Wayne Hsieh shared a short review of his new book written by Richard Hatcher III. Hatcher offered the following refrain at the end of his review:
While an interesting book, “West Pointers” has been written in a format that will appeal specifically to an academic military readership. This is not for the casual reader, but for one who is interested in and has a working knowledge of the subject.
I find it funny that Hatcher said the same thing about a collection of essays on Civil War soldiers that I contributed to back in 2007. It’s no big deal, but it is worth asking who and what exactly is a “casual reader”? I would love to know if Hatcher considers his own excellent study of Wilson’s Creek to be appropriate for casual readers. What follows is a slightly reworked version of my earlier response to Hatcher.
First let me say that as a descriptive claim Hatcher may in fact be right that this book will only appeal to a select group of readers. That said, for the life of me I don’t understand why anyone would agree to review a book in a popular newspaper if all that is to be said is tantamount to: This book isn’t for you. I have no doubt that there are plenty of people whose interest in the Civil War is simple entertainment and storytelling; however, there are just as many people who are willing to think critically and take their knowledge to the next level.
Instead of simply acknowledging what may in fact be descriptively true why not suggest that those people who are looking to deepen their understanding of soldier life would do well to consult this book. Given the number of notable Civil War soldiers who graduated West Point and the myriad ways in which the institution figures in our popular memory of the war, wouldn’t a wide audience do well to deepen their understanding?
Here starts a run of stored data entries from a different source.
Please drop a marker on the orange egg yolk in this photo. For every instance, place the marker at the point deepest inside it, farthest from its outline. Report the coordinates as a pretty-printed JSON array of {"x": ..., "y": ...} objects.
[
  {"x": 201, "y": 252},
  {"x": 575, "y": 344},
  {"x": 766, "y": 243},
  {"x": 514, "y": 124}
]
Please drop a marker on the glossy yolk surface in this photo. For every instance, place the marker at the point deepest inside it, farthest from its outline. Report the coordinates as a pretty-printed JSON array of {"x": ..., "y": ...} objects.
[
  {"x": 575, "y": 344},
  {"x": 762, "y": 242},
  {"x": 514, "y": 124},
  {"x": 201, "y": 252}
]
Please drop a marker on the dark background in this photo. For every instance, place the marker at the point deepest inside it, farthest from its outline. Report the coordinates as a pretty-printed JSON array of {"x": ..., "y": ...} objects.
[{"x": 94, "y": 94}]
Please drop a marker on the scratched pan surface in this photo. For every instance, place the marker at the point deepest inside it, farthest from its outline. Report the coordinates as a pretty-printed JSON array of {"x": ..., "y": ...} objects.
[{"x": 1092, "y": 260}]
I read the book and it was a fairly easy read and quite interesting to boot. While I didn’t agree with all of his conclusions, Hsieh offers a very interesting perspective on how the history and culture of West Point shaped the evolution and outcome of the Civil War. To suggest that only fellow academics will find this book to be of interest implies that there is no room or reason for the general reader to further his/her understanding. I do not write only for fellow academics. Assuming that my Crater manuscript sees the light of day I would be appalled to read a review implying that the study is suitable only for people who have advanced degrees, teach in a college or university or happen to live in the Northeast.
A newspaper review is going to reach a wide audience; why not encourage people to broaden and deepen their understanding of the Civil War whenever possible. God knows we desperately need it.